To przede wszystkim pomoc białoruskiej opozycji przez polski rząd - bardzo szeroka korespondencja, z której Poufna ujawniła tylko jeden drobny fragment, z którego pochodzi słynne już określenie „polityczne złoto”. Jest to część opinii premiera Morawieckiego: „Z całym szacunkiem dla walki Białorusinów, to też jest polityczne złoto dla nas".

Ciekawie wygląda kwestia raportów dotyczących uzbrojenia i stanu polskich wojsk – są podzielone między dwa kanały i nie dublują się (poza pierwszymi publikacjami na Poufnej Rozmowie).

Kiedy 4 sierpnia 2021 Poufna ujawniła notatkę służbową Krzysztofa Gaja do Dworczyka na temat polskiej obrony przeciwpancernej i systemu „Pirat” z 15 maja 2021 roku, 11 sierpnia SecretEU opublikował notatkę Gaja na podobny temat, ale adresowaną do Eliasza Grubińskiego, zastępcy dyrektora jednego z departamentów KPRM, napisaną dzień wcześniej niż ta adresowana do Dworczyka.

Są to dwa różne materiały. Podobnie notatki dotyczące broni pancernej: 29 lipca SecretEU opublikował notatkę Gaja „Polska broń pancerna” (ośmiostronicowy raport), a 17 sierpnia Poufna Rozmowa – jego notatkę o uzbrojeniu czołgów K2PL Wilk – i znów są to zupełnie inne treści.

Poufna Rozmowa rzadko zajmuje się też polityką wschodnią. Nawet w czasie nasilenia kryzysu na granicy polsko-białoruskiej administratorzy strony trzymali się z dala od tego tematu, choć patrząc na kanał rosyjskojęzyczny – byłoby co publikować.

Jednocześnie we wrześniu, zaraz po wprowadzeniu stanu wyjątkowego na granicy, na obu kanałach pojawiło się wiele materiałów dotyczących zdolności obronnych Polski – a raczej ich braku. Na SecretEU opublikowano wtedy cztery materiały dotyczące stanu polskiego wojska.

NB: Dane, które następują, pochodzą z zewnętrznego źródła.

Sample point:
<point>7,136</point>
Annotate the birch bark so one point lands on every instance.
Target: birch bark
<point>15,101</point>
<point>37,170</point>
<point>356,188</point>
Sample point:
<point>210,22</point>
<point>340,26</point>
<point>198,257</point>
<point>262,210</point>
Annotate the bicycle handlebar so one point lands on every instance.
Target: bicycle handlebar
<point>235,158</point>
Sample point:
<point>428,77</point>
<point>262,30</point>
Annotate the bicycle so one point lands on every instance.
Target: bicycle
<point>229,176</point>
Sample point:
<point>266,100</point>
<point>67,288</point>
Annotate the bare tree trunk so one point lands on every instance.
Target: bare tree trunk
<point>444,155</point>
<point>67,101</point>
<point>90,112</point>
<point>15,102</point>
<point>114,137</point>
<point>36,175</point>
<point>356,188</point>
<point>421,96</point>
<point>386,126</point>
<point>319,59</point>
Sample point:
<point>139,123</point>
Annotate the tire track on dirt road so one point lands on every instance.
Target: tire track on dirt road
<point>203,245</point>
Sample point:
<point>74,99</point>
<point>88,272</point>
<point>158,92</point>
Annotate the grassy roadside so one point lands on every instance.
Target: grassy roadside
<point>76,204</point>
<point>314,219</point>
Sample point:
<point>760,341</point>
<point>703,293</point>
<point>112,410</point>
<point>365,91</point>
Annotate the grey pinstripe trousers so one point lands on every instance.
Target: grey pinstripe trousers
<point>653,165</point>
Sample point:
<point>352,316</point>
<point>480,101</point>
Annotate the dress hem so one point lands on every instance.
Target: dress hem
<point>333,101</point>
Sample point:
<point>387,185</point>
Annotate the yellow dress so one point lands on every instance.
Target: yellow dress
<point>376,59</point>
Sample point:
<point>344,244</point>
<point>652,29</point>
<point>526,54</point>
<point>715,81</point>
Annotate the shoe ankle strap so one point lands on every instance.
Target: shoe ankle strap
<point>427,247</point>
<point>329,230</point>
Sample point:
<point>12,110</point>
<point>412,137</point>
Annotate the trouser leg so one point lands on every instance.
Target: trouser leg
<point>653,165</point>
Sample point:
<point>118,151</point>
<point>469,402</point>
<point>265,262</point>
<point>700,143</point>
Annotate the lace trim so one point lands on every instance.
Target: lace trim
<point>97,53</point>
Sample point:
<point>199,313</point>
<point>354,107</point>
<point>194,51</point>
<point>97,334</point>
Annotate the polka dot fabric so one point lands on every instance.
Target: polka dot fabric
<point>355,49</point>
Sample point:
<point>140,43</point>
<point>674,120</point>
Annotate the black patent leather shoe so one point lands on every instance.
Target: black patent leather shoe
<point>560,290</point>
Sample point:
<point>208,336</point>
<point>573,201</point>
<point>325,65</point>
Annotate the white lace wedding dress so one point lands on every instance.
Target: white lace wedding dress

Zaś 9 listopada, dzień po pierwszych zamieszkach na przejściu granicznym w Kuźnicy, zamieszczono tam dane osobowe i szczegółowe informacje dotyczące przebiegu służby całego dowództwa 1 Podlaskiej Brygady Obrony Terytorialnej.

Inne materiały wykorzystano natomiast w tym czasie na Poufnej Rozmowie. Eksponowano w nich:

  • wewnętrzne spory, dotyczące zarządzania Polską Grupą Zbrojeniową i innymi spółkami zbrojeniowymi (ujawniono w ten sposób spór między „ludźmi” premiera Morawieckiego a „ludźmi” szefa MON Mariusza Błaszczaka),
  • problemy z karabinkiem Grot,
  • a w publikacjach z października - wątpliwości dotyczące zakupu samolotów F-35.

Kto wpływa na polską politykę?

Ciekawa jest również obserwacja sytuacji z października 2021 roku. 14 października portal Onet.pl opublikował artykuł Andrzeja Gajcego o naruszeniach procedur bezpieczeństwa w komunikacji między członkami rządu oraz o projekcie budowy Sieci Komunikacji Rządowej.

Osoby dysponujące wykradzionymi mailami odpowiedziały tego samego dnia - tyle że tym razem na stronie SecretEU, a nie – jak zazwyczaj – na Poufnej Rozmowie.

Opublikowały materiał firmy Exatel, oznaczony klauzulą „tajemnica przedsiębiorstwa”, który zawierał… opis projektu Sieci Komunikacji Rządowej. Podano w nim istotne szczegóły: planowane zabezpieczenia, sposób szyfrowania komunikacji, schemat sieci (z umiejscowieniem węzłów optycznych i routerów), a także koszt całości.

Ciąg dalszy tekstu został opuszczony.